La récente révélation par l’ONG britannique Global Witness de l’intention de Kinshasa d’autoriser l’exploitation pétrolière dans deux parcs classés au patrimoine mondial de l’humanité par l’UNESCO
, suscite une levée de boucliers chez les ONG congolaises. Dans une déclaration publiée le 4 mai, 19 organisations de la Société civile et des Forces vives du Nord-Kivu se disent “scandalisées” par le projet de désaffectation d’une partie des blocs pétroliers 4 et 5 du Parc national des Virunga et des blocs 1 et 2 du Parc de la Salonga, présenté au gouvernement, le 28 mars 2018 par le ministre des Hydrocarbures, Aimé Ngoi Mukena. Au total, 2,767,5 km2 devraient être déclassés dans la Salonga, sanctuaires des singes bonobos, outre 400 km2 du bloc 5 du Graben Albertine et la totalité du bloc 4 (1320,75 km2), représentant 21,5% de la superficie totale du Parc des Virunga,.“Nous ne cesserons jamais de rappeler que les activités liées à l’exploitation du pétrole présentent les risques suivants : (…) c’est un écosystème très fragile et très vulnérable, (…),face à toute forme de pollution surtout par les hydrocarbures et dont les effets sont connus par tous, à savoir, la destruction de la biodiversité en général, la pollution de l’eau du bassin du Nil”, indique la déclaration. Celle-ci rappelle que le parc des Virunga est “une zone de nidification des oiseaux migrateurs venus du monde entier” et “une zone stratégique en tant que bouclier contre le changement climatique”. De surcroît, la société civile s’inquiète de la menace sur l’existence des tourbières du Parc de la Salonga que fait planer l’exploitation pétrolière.
Rebelles Maï Maï
Tout en considérant “délirantes” les propositions du ministre des Hydrocarbures, un spécialiste de la conservation confie à la Libre qu’à son avis le projet ne passera pas la rampe. Il est tout de même potentiellement dangereux. Car les rebelles Maï Maï, déjà impliqués dans la pêche illégale sur le lac Edouard, aux confins du Parc des Virunga, pourraient s’engouffrer dans les espaces abandonnés par les éco-gardes de l’Institut congolais pour la conservation de la nature. En effet, les sociétés de sécurité privées engages par les compagnies pétrolières n’ont pas vocation à protéger la faune et la flore. Cette même source veut croire que le Comité interministériel qui doit encore se prononcer sur la proposition du ministre des Hydrocarbures, va la rejeter en raison de l’opposition du ministre de l’Environnement, Amby Ambatobe.

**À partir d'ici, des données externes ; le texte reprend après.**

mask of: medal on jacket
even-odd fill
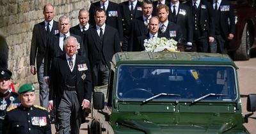
[[[4,98],[1,101],[1,105],[0,105],[0,110],[3,111],[6,109],[7,103]]]

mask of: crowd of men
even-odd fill
[[[191,48],[188,51],[227,54],[235,31],[233,9],[227,0],[129,0],[120,4],[100,0],[92,3],[89,11],[80,10],[79,24],[72,27],[67,15],[58,22],[53,20],[51,4],[44,6],[43,14],[44,20],[34,26],[30,52],[31,73],[37,73],[42,107],[33,105],[35,90],[30,84],[20,87],[19,95],[7,92],[12,72],[7,66],[1,69],[0,97],[5,103],[0,107],[0,123],[6,128],[4,133],[49,133],[50,120],[59,133],[79,133],[90,111],[93,87],[108,84],[115,53],[145,51],[145,39],[165,37],[185,41],[182,43]],[[18,96],[21,104],[6,112]],[[45,114],[47,108],[52,111],[51,118]],[[29,117],[19,118],[18,112]],[[25,126],[15,124],[28,121]]]

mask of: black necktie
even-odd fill
[[[47,27],[46,27],[46,29],[47,29],[47,34],[50,34],[50,26],[49,26],[49,25],[50,25],[50,23],[48,23],[47,24]]]
[[[85,34],[85,30],[84,30],[84,29],[85,29],[85,27],[83,27],[83,31],[82,31],[82,33],[83,33],[83,34]]]
[[[65,40],[66,40],[66,35],[63,34],[63,36],[64,36],[64,38],[63,38],[63,42],[64,42]]]
[[[68,61],[69,66],[70,66],[70,68],[72,69],[73,68],[72,57],[70,57],[70,58],[68,58],[68,59],[69,59],[69,61]]]
[[[216,11],[218,10],[218,0],[216,0],[216,1],[215,1],[215,8],[214,8],[214,10],[215,10]]]
[[[103,31],[102,28],[100,28],[100,39],[102,40],[103,39]]]
[[[134,13],[134,10],[133,10],[133,4],[132,3],[131,3],[131,13]]]
[[[194,3],[194,8],[195,8],[195,10],[196,10],[196,9],[197,9],[197,7],[196,7],[196,3]]]
[[[106,8],[105,8],[105,3],[102,3],[102,9],[106,11]]]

Moins optimiste. un autre spécialiste de la conservation estime qu’Ambatobe est sur un siège éjectable et ne fait pas le poids face à Ngoi Mukena, proche du Président. Plusieurs éléments augurent d’ailleurs de la volonté politique d’exploiter le pétrole des parcs.
Le Président Kabila a signé le 1er février dernier une ordonnance approuvant le contrat de partage de production entre la RDC et la joint venture formée par la Société nationale des hydrocarbures du Congo (Sonahydroc) et la Compagnie minière du Congo de l’homme d’affaires grec, Adonis Pouroulis lui permettant d’entamer ses activités sur les blocs 1 et 2 de la Salonga
Bras de fer
En septembre 2017, la lettre Africa Energy Intelligence de Paris a révélé que la Sonahydroc, avait signé un « accord de principe » concernant la reattribution du le bloc V du Graben Albertine, empiétant sur le parc des Virunga à la société Oil Quest International,.
La partie de bras de fer n’est donc pas gagnée pour les défenseurs de l’environnement carAimé Ngoi Mukena a bétonné sa démarche au plan juridique. Dans sa note au gouvernement, il rappelle que la loi du 1er août 2015, sur les hydrocarbures prescrit que “pour cause d’utilité publique, un décret délibéré en conseil des minitres peut autoriser les activités d’exploration” dans les parcs, En outre, écrit le ministre, la Convention de l’UNESCO sur la protection du patrimoine mondial de 1972 admet la possiblité d’exploitation dans les parc nationaux. Enfin, la législation congolaise autorise la révision unilatérale des accords instituant les aires protégées si l’intérêt national l’exige.